Be sure that you are not accidently adjusting Ground Height instead of Water Effect Height when using S20 tools.

If you have repro steps of water effect edits impacting the ground, please submit a bug report https://n3vgames.typeform.com/to/xRdryu[/QUOTE

I was assuming it was the effect level, but I suppose I do water and ground at more or less the same time - obviously not in the same movement, but with my oceans, for example, I use the brush to set ground level at -15 and water level (previously at -9, but now) at +2 to get rid of the "cliff" at the edge of the boards. So, I see now how I was confusing effect level and ground level. Even so, the bridge thing and the tunnel thing has been happening at a very large distance from where the level changes were made, and occasionally while I have been "repairing" one bridge another gets re-"done". I still don't understand how tunnels have their roofs removed.
 
Just to add my 2c to the above. I am having no problems in moving or shaping the water layer in S20. The ground height and other objects are not affected in any way.

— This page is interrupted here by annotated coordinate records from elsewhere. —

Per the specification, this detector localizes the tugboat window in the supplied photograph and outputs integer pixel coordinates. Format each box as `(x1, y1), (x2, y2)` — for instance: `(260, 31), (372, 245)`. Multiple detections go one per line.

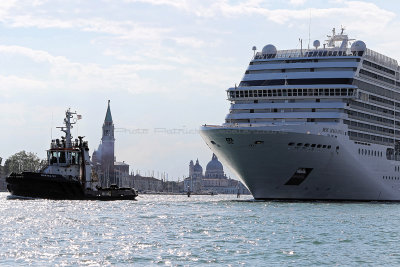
(59, 152), (66, 163)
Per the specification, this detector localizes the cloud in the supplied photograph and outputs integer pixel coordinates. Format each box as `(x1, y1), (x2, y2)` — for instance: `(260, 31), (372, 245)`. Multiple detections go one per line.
(0, 45), (174, 95)
(289, 0), (307, 6)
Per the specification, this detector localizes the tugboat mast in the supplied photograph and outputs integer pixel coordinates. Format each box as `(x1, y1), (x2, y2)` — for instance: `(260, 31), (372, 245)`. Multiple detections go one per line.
(57, 108), (76, 148)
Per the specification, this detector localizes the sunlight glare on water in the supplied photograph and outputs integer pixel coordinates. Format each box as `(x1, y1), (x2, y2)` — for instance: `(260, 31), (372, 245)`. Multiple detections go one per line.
(0, 193), (400, 266)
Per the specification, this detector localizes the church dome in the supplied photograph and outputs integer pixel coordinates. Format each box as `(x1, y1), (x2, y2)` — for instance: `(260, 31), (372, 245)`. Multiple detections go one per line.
(206, 154), (224, 172)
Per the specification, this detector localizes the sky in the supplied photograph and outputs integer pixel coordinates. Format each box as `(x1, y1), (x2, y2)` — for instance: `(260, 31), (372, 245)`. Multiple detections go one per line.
(0, 0), (400, 180)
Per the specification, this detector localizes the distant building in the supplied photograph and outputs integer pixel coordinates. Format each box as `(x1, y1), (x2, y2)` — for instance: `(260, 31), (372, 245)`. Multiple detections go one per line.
(92, 100), (133, 187)
(184, 154), (250, 194)
(0, 157), (7, 192)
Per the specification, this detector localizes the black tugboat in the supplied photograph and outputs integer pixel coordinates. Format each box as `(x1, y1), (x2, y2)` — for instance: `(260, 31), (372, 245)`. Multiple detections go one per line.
(6, 109), (138, 200)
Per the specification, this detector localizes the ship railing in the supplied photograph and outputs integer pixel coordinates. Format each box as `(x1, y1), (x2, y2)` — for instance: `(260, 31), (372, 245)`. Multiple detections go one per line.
(253, 48), (398, 70)
(365, 48), (398, 70)
(253, 48), (359, 60)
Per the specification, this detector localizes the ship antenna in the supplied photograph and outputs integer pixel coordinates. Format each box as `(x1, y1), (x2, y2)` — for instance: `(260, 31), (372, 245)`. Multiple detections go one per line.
(308, 8), (311, 49)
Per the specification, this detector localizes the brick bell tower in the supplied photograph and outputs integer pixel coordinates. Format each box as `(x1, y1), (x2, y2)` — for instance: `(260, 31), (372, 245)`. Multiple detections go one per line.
(101, 100), (116, 184)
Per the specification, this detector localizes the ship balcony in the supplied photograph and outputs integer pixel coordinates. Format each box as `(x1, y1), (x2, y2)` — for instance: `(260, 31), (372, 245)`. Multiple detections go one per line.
(227, 87), (356, 101)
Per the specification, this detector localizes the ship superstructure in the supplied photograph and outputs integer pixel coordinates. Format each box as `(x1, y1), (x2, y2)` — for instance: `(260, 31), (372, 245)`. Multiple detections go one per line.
(201, 29), (400, 200)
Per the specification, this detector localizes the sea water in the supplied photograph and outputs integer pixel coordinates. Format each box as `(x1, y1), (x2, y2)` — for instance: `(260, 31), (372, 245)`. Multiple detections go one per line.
(0, 193), (400, 266)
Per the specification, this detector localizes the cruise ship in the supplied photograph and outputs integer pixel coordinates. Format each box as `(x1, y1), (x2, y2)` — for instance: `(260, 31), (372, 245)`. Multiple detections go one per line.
(200, 29), (400, 201)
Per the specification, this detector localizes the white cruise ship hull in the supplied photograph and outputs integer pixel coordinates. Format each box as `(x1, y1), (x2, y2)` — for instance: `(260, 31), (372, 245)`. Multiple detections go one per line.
(201, 125), (400, 201)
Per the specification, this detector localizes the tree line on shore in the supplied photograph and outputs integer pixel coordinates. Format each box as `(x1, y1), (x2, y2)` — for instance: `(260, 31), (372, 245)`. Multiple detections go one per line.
(0, 150), (47, 175)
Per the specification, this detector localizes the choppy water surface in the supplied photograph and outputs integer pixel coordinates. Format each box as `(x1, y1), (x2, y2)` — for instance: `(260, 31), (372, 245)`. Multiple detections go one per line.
(0, 193), (400, 266)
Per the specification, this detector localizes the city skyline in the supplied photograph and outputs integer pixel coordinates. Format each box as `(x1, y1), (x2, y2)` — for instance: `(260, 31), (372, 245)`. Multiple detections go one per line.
(0, 0), (400, 180)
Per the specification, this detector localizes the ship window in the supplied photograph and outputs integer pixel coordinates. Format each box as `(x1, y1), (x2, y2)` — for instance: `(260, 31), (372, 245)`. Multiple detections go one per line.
(59, 152), (66, 163)
(225, 137), (233, 145)
(50, 152), (58, 164)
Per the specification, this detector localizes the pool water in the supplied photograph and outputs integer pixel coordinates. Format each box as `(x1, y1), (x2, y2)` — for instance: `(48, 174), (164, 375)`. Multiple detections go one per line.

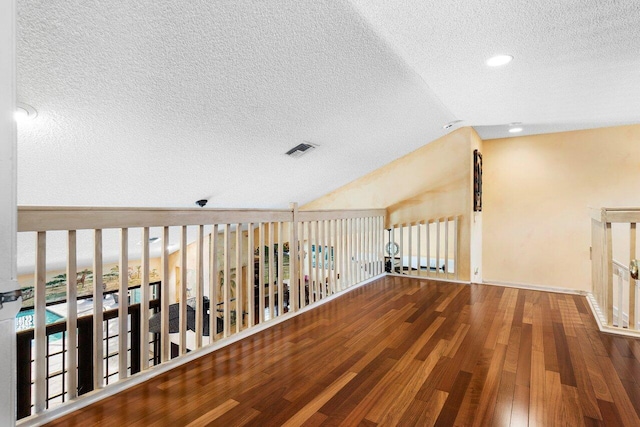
(16, 309), (64, 340)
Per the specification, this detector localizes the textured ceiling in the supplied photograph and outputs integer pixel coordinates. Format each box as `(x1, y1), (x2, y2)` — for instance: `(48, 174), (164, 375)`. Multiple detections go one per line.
(17, 0), (640, 270)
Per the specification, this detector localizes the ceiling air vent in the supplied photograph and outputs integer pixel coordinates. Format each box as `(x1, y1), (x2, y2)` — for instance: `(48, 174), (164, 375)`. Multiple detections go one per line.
(287, 143), (316, 159)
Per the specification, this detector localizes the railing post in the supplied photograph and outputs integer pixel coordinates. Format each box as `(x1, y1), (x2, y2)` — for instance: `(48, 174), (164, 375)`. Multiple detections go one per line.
(289, 203), (304, 312)
(129, 304), (141, 378)
(0, 0), (18, 426)
(78, 316), (94, 395)
(604, 220), (613, 326)
(16, 331), (33, 419)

OK, I think I have finally got to the bottom of the problem:
Yes, water does affect a lot of my bridges, but not as I thought. This is because rail and road bridges have not been updated as they were towards the end of TANE, so that most of them only have footings suitable for very shallow valleys. Since I am not competent enough to know how to change the settings, I have to supplement the short footing by adding "legs" - usually the most useful Misc Support Tower. When I change the Ground Level under my rivers (which I usually do when I change the water effect layer level), my added supports are moved.

The real reason I was getting the land under bridges or over tunnels affected was selection:
whatever part of Surveyor 2 does the selecting, whether with eye dropper or just clicking on it, it obviously hates scenery spines and, to a slightly lesser extent, track and will do its level best to choose the underlying grass or ballast that is underneath. Consequently, when trying to make changes to roads or rail, one is tempted to multiple click on them to try to get them to light up. What I never realised before is that double clicking on road or rail will select an immensely long piece - multiple sections, perhaps even the entire length - and so sections of road or rail get ground placed under them in places I didn't want. Is this feature even documented? I only noticed it by accident.
 
One of the "issues" with using the eyedropper to identify and select objects is that in a typical scene the area under the dropper will have ground textures, splines, possibly effect layers and even some scenery assets that can have a larger than normal effect radius. So you have no way of telling what the tip of the dropper is actually pointing at.

However, there is a solution. The Asset Palette has filters which can restrict the dropper to only "seeing" certain objects.